Le 7 cose che devi avere per aprire un e-commerce, senza doverlo chiudere dopo poco tempo perché non hai ottenuto risultati

Apri un e-commerce e sei a posto! Sembra una battuta da Milanese Imbruttito, ma usando la testa e il metodo giusto potrebbe essere la soluzione giusta per molti prodotti o servizi.

Facile? No, non è facile come sembra. Anzi questa è la tipica situazione in cui tra il dire e il fare c’è di mezzo… un lungo elenco di cose da (saper) fare per bene. Chi lo ha fatto si confronta con gli ottimi risultati ottenuti e intanto continua a cambiare la strategia per seguire i clienti e le trasformazioni della comunicazione digitale. Il mercato è enorme e lo diventerà sempre di più.

Ecco la nostra lista delle 7 cose che devi avere per aprire un e-commerce che funziona:

1. Un imprenditore con un obiettivo commerciale ben definito ovvero composto da analisi su clienti, desideri, concorrenza, prodotto, logistica, comunicazione, profitti e attori da coinvolgere.

2. Dei professionisti del web in grado di supportarti con gli strumenti più aggiornati disponibili sul mercato nelle scelte iniziali (che per chi non ha esperienza sono davvero difficili da prendere) e che poi ti seguano in un mondo che è in continua e rapida evoluzione.

3. Dedizione continua: un e-commerce è un’azienda vera e propria che va gestita ogni giorno con le dovute analisi, correzioni, investimenti e obiettivi misurati, e con personale dedicato e con ruoli precisi.

4. Investimenti mirati: non servono capitali enormi, ma neppure nulli. Il fai da te è la miglior strada per vivere delusioni che possono allontanarci da un’opportunità incredibile che oggi è a disposizione di chiunque faccia le cose per bene.

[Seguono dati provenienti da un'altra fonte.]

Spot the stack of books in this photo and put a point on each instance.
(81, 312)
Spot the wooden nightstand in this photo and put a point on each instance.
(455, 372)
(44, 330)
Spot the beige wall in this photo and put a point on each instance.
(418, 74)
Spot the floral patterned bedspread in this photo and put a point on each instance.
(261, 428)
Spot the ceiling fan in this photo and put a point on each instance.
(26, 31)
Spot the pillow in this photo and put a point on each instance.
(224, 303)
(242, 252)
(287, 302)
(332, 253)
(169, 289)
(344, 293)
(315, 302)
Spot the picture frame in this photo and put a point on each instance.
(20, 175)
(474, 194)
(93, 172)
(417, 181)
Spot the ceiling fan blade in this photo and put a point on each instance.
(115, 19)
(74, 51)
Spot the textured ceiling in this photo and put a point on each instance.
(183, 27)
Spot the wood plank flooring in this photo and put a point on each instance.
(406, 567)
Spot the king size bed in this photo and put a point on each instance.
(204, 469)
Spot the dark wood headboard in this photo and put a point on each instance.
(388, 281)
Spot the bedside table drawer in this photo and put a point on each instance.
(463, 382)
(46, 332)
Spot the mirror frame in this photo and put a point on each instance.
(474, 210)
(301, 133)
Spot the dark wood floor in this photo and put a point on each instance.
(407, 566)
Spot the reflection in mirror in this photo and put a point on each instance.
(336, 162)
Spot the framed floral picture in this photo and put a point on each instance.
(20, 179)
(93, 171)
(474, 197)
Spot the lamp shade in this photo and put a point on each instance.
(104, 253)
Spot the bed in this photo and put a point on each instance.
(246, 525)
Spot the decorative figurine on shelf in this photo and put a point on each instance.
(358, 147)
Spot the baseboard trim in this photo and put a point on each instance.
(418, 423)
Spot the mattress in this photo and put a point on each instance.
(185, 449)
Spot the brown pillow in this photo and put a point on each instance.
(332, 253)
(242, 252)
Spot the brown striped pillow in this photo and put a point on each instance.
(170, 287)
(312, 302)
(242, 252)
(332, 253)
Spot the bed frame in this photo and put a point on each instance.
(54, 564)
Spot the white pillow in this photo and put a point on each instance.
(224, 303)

5. Risultati basati su una crescita organica: è vero che le ADS ti danno una spinta, ma oggi l’85% delle persone che cercano un prodotto su Google non cliccano sugli annunci a pagamento, perché spesso non trovano quello che cercano.È una brutta pratica di chi usa le ADS e che ha provocato questa reazione. Quindi occorre mettere in atto le migliori pratiche per ottenere una crescita basata sulla qualità del prodotto offerto, del messaggio, del servizio e sulla capacità di interpretare i i comportamenti di chi visita il sito. Per saperne di più leggi la nostra sintesi dell’articolo  https://serpwatch.io/blog/digital-marketing-trends/

6. FeedBack continui: il digitale è una grande opportunità ma anche un mezzo che cambia ogni ora. Non è vero che una volta avviato il tuo e-commerce, potrai stare a guardare il tuo conto corrente ingrossarsi. Dovrai sempre chiederti se stai facendo il massimo e se lo stai facendo nella giusta direzione, se i tuoi concorrenti non stanno realizzando azioni migliori delle tue, se sono nati strumenti che possono darti una maggiore visibilità e così via. Insomma… fare l’imprenditore digitale è esattamente come fare l’imprenditore analogico.

7. Stupire, emozionare, fare in modo che il cliente potenziale che arriva sul tuo e-commerce, si convinca in 5 secondi che è arrivato proprio nel posto giusto. Questo 7° punto era già incluso nel primo. Riteniamo tuttavia che meriti un’attenzione molto particolare, perché il design della pagina, l’esperienza di navigazione, la categorizzazione dei prodotti offerti, come si accede al carrello, come si suggeriscono i prodotti “consigliati” – per citare solo alcuni aspetti – devono essere creati per ottenere la reazione indicata nelle prime parole di questo paragrafo: stupire, emozionare e guidare il cliente all’acquisto nel modo più semplice ed efficace possibile.